According to a 2016 article from CBC, between when the article was published and the 2014 approval date, there were at least seven lawsuits filed against the dam. This is in large part because of how the dam would impact the local area.
When the dam is completed, it will flood 83 km of the Peace River Valley, and destroy hundreds of sacred or culturally significant sites, including burial grounds. There has already been significant land clearing to make way for the construction of the dam.
One of the most active opponents to the Site C project has been the West Moberly First Nation. In 2015, the West Moberly First Nation and the Prophet River First Nation governments went to court over the dam. Their case was dismissed, and they went to the Federal Court of Appeal in mid-2016.
Again in 2018, the West Moberly First Nation planned to go to court when they filed a civil claim against the dam. This case was scheduled to go to trial in March 2022. However, a recent announcement by Roland Wilson, the chief of the West Moberly First Nation, suggests that the case may never reach the courts.

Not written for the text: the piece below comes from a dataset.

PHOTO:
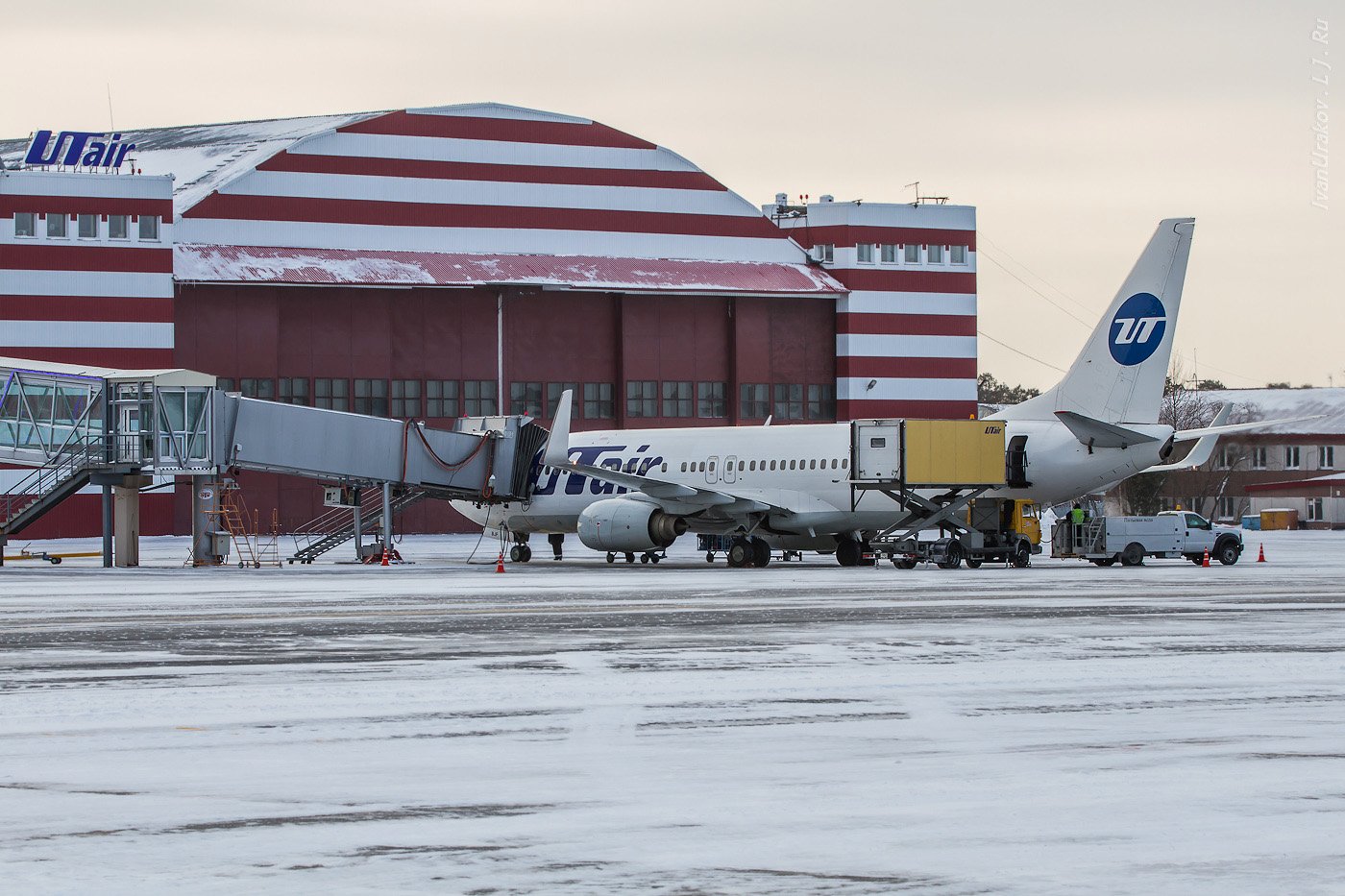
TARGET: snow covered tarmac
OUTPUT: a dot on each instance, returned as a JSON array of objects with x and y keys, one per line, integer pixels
[{"x": 577, "y": 728}]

Not only do projects like these affect the surrounding environment, but they also impact people in the area, particularly Indigenous women, girls, and Two Spirit people. Work camps are plentiful in northern B.C., and the dam construction has only been bringing more. These work camps have been directly linked to an increase of physical and sexual violence against Indigenous women, girls, and Two Spirit people. According to Amnesty International, the money that comes with these sorts of projects can also trap local women in precarious situations, as they can become dependent on their partner’s income as the area becomes less affordable for them.
Despite these concerns in the Amnesty International report, in 2016 BC Hydro refused to stop construction of the Site C dam. The BC Hydro president claimed that the report was inaccurate in its portrayal of Indigenous opinion on the dam and claimed that the company had consulted with local nations before they started construction.

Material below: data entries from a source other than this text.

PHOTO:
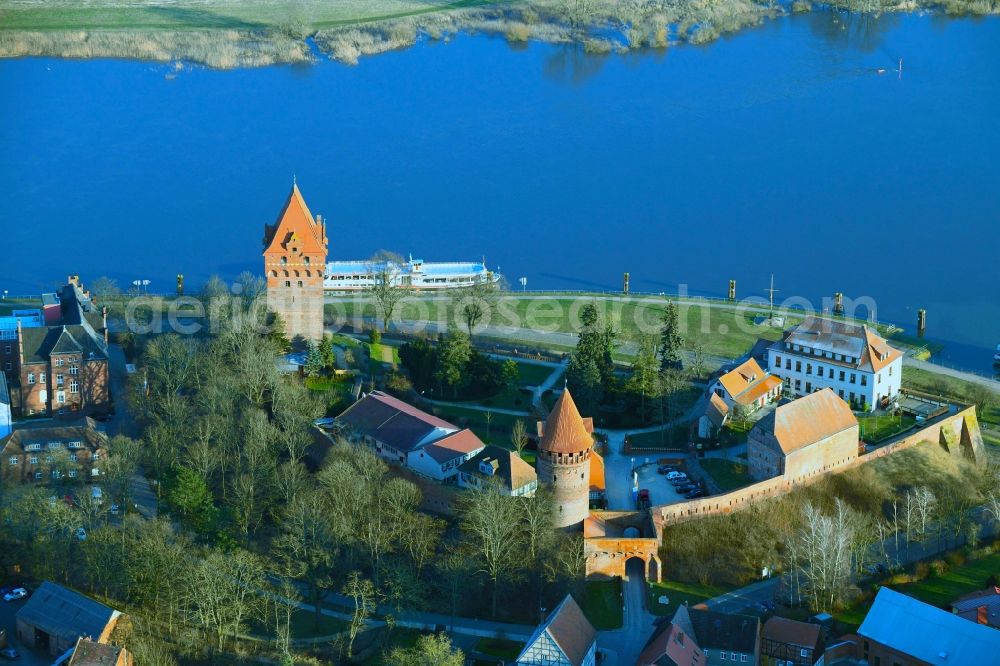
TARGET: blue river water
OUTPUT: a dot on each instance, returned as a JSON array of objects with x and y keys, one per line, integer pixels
[{"x": 779, "y": 150}]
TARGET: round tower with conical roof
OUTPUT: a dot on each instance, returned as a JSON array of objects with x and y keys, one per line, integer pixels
[{"x": 563, "y": 462}]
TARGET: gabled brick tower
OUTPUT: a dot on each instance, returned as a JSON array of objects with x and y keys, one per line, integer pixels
[
  {"x": 563, "y": 463},
  {"x": 294, "y": 261}
]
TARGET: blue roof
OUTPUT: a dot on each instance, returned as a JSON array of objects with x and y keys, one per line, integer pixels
[
  {"x": 28, "y": 318},
  {"x": 927, "y": 633}
]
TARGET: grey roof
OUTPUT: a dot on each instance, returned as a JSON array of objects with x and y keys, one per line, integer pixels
[
  {"x": 394, "y": 422},
  {"x": 724, "y": 631},
  {"x": 570, "y": 629},
  {"x": 43, "y": 432},
  {"x": 928, "y": 634},
  {"x": 510, "y": 468},
  {"x": 39, "y": 343},
  {"x": 61, "y": 612}
]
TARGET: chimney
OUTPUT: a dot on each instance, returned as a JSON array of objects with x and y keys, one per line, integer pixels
[{"x": 20, "y": 346}]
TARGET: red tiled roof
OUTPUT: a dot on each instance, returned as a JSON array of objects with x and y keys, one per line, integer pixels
[
  {"x": 456, "y": 445},
  {"x": 565, "y": 431},
  {"x": 295, "y": 225},
  {"x": 809, "y": 419}
]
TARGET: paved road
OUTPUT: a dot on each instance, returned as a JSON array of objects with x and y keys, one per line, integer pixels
[
  {"x": 624, "y": 645},
  {"x": 952, "y": 372}
]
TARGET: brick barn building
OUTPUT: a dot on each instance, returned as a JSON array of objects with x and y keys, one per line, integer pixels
[
  {"x": 295, "y": 248},
  {"x": 812, "y": 435}
]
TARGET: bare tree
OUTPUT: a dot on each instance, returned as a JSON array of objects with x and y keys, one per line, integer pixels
[
  {"x": 385, "y": 290},
  {"x": 519, "y": 437},
  {"x": 365, "y": 597},
  {"x": 492, "y": 522}
]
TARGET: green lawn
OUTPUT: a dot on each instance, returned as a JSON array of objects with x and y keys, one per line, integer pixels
[
  {"x": 720, "y": 331},
  {"x": 532, "y": 374},
  {"x": 678, "y": 593},
  {"x": 942, "y": 590},
  {"x": 875, "y": 428},
  {"x": 201, "y": 14},
  {"x": 938, "y": 591},
  {"x": 728, "y": 474},
  {"x": 497, "y": 647},
  {"x": 304, "y": 625},
  {"x": 602, "y": 603}
]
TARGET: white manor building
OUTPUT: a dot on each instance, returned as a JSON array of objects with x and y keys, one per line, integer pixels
[{"x": 851, "y": 359}]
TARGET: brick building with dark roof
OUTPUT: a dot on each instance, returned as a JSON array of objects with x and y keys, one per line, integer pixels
[
  {"x": 566, "y": 638},
  {"x": 51, "y": 450},
  {"x": 62, "y": 369}
]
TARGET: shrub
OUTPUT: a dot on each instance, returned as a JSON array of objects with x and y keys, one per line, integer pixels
[
  {"x": 955, "y": 558},
  {"x": 939, "y": 567}
]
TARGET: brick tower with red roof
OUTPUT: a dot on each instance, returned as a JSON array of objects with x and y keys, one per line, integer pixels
[
  {"x": 295, "y": 248},
  {"x": 564, "y": 460}
]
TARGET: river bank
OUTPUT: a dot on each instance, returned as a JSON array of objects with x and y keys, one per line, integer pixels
[{"x": 227, "y": 34}]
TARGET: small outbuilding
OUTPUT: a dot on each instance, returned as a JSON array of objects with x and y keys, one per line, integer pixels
[{"x": 55, "y": 618}]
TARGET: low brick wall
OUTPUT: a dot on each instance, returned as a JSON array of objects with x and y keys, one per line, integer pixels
[{"x": 958, "y": 434}]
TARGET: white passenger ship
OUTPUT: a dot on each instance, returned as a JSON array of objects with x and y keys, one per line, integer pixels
[{"x": 414, "y": 274}]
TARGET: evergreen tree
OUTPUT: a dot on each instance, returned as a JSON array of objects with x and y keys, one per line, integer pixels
[
  {"x": 454, "y": 353},
  {"x": 670, "y": 339},
  {"x": 326, "y": 352},
  {"x": 314, "y": 360},
  {"x": 583, "y": 379}
]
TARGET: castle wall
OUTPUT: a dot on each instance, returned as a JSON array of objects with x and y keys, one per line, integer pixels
[{"x": 958, "y": 434}]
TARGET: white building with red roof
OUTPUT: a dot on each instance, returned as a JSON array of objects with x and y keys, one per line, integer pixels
[
  {"x": 402, "y": 434},
  {"x": 851, "y": 359},
  {"x": 747, "y": 386}
]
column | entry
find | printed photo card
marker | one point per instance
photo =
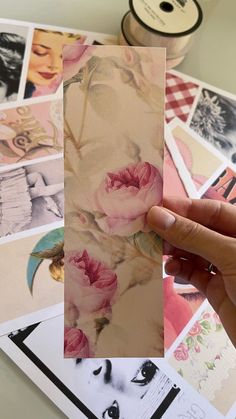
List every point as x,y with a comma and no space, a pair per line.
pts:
128,388
114,131
32,169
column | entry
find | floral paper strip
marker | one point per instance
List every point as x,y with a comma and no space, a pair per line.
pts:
114,117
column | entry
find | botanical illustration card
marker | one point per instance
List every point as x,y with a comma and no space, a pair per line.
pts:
134,388
199,158
114,130
206,358
31,169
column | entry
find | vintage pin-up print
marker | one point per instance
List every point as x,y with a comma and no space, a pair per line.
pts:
45,63
114,111
31,196
12,50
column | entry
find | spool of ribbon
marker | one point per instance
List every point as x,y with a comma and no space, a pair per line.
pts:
156,23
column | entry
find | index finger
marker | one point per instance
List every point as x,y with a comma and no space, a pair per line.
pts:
216,215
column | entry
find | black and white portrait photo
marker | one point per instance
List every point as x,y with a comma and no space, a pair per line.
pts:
31,196
118,388
214,119
12,49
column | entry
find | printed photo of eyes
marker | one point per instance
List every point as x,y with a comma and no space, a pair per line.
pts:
100,388
12,49
124,387
45,64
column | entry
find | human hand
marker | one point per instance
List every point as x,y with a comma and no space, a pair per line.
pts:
198,233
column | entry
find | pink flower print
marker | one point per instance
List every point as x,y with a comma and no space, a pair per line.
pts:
197,348
74,57
90,285
181,353
125,196
75,343
216,318
195,330
206,316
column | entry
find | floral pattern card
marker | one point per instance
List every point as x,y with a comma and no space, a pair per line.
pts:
114,130
201,160
206,358
32,169
128,388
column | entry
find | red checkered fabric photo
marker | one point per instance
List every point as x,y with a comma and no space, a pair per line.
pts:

In late June 2022, the West Moberly First Nation government made an announcement that there was an out-of-court agreement regarding the civil suit. According to Wilson, this agreement did not come easily to the nation.
The Aboriginal Peoples Television Network (APTN) reported that the chief stated that he was “heartbroken” over the agreement. The chief stated that the nation came to the realization that BC Hydro, the provincial government, and the federal government were going to continue with the dam with or without the consent of the nation.

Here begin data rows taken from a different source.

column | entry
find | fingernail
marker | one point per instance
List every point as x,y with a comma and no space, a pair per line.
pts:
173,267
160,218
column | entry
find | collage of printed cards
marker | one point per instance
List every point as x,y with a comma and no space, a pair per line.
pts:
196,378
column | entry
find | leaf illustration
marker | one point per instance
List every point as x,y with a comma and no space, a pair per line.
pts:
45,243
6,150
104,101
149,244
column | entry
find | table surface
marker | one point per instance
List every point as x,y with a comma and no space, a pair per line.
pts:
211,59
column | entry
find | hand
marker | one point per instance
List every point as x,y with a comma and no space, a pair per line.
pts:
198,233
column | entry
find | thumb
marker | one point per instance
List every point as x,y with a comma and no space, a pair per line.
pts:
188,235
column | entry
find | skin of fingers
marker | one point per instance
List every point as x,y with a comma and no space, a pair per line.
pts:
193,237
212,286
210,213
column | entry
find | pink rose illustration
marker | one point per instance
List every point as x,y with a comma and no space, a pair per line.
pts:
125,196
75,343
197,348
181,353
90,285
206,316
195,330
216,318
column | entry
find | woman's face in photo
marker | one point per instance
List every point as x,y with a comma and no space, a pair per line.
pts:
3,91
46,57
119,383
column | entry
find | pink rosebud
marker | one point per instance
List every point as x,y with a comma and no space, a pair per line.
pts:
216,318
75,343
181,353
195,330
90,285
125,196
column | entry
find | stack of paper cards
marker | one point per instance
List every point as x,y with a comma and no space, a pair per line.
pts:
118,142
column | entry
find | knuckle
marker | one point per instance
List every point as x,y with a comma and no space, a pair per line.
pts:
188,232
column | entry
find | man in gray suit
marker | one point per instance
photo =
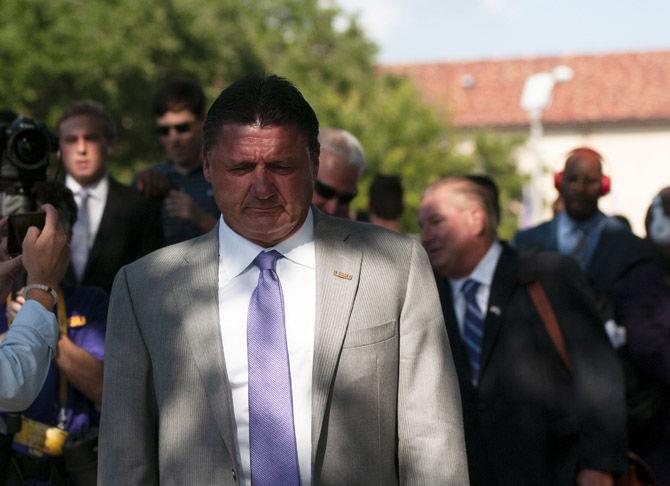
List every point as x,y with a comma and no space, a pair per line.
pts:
285,346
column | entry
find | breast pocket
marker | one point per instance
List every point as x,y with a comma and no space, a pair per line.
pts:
370,335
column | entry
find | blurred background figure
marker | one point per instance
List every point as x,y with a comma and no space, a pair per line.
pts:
385,206
187,200
526,416
646,306
114,225
341,164
65,413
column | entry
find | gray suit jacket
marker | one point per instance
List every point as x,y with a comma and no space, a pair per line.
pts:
385,407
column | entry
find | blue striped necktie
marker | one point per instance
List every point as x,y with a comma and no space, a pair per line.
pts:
473,327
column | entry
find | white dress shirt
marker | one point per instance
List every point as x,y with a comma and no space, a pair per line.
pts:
483,273
25,355
96,201
238,278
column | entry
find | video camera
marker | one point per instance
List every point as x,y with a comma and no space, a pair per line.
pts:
25,148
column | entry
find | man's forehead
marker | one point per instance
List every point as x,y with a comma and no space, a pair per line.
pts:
81,122
583,164
254,133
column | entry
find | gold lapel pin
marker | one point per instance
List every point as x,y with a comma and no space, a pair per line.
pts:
343,275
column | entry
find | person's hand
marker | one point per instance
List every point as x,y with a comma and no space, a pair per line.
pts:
180,205
14,306
152,183
593,477
10,268
45,253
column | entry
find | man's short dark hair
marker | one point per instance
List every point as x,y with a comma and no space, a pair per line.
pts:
262,101
180,94
92,109
385,196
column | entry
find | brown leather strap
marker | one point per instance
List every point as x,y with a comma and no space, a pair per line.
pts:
543,306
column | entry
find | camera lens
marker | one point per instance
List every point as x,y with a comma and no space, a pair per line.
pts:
31,147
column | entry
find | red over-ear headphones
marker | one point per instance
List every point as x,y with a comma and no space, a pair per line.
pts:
588,154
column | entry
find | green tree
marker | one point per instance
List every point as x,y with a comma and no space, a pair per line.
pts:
118,51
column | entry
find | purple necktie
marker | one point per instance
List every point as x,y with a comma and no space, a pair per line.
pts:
274,458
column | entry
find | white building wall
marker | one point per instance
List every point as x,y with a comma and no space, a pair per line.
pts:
636,158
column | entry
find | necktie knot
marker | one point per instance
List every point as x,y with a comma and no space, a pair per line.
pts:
469,289
267,260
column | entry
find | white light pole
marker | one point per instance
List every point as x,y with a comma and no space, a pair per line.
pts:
535,98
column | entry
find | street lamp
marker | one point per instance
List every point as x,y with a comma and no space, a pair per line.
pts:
535,98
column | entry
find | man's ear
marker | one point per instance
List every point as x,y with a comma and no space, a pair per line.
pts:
314,157
206,168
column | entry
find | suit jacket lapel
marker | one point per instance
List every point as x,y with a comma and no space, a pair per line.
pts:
337,274
106,229
203,330
503,285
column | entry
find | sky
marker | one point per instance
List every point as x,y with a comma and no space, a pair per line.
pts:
414,31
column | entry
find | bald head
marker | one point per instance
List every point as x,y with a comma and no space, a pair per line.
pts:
581,185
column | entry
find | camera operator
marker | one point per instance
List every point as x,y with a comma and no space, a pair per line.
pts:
27,349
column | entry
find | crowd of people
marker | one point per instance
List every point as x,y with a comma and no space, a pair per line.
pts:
224,320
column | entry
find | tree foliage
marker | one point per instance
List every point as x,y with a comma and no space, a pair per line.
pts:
118,51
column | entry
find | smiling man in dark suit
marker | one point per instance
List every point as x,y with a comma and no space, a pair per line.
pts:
115,225
527,420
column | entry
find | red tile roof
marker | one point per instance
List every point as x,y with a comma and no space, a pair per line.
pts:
606,88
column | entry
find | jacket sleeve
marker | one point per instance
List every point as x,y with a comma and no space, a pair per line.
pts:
129,422
431,445
25,356
597,376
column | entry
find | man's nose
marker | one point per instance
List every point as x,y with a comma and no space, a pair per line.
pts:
262,185
81,146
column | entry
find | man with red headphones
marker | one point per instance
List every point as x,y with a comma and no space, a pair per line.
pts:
601,245
629,287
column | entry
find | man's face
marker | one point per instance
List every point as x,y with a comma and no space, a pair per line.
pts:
336,184
262,180
581,187
83,147
448,230
180,133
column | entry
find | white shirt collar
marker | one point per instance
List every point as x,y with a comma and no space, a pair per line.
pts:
483,272
98,190
236,253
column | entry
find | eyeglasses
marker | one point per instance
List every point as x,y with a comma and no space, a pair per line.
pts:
179,128
328,192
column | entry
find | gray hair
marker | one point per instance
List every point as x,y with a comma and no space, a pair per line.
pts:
476,193
344,144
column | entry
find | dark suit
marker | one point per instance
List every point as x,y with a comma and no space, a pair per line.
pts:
616,252
130,228
530,421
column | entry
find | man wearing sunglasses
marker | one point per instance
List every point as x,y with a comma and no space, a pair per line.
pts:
341,164
188,207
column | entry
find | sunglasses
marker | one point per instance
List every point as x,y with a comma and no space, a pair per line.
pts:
328,192
179,128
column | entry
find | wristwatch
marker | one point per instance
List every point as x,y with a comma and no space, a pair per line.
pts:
46,288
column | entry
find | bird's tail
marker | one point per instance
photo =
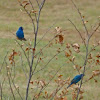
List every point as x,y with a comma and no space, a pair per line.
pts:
24,39
69,86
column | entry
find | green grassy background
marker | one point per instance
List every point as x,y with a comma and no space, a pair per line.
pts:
58,12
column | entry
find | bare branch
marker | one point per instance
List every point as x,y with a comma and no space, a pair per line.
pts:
81,18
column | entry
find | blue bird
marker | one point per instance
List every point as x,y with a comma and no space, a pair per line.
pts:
76,79
20,34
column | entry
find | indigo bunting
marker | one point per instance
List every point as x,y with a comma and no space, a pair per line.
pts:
20,34
76,79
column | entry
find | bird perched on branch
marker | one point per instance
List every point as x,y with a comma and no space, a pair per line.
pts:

The West Moberly First Nation was one of the last formidable foes facing the Site C dam project, as the Prophet River First Nation gave up their legal battles with the project in mid-2020.
What does this agreement mean for the dam? Construction will continue as planned. There will be the creation of an 83 km reservoir and, according to APTN, the dam will flood 5 550 hectares of land. That is half of the entire Saanich municipality. There have been no plans released for saving the sacred sites identified and mentioned in Amnesty International’s report.
What does it mean for the nation? According to Wilson, the nation will receive crown land in repayment for the land that they are going to lose when the flooding takes place. There is also an assumption that the nation will receive financial compensation, though Wilson stated he was not allowed to speak on that aspect of the agreement at this time. The hiding of financial agreements between BC Hydro and Indigenous nations has been commonplace for the Site C dam.
This is not the only development to be opposed in B.C. Currently, there is still heavy opposition to the TMX and Coastal Gaslink projects going on in the province. The Site C dam is expected to be completed in 2024, barring any more setbacks to construction.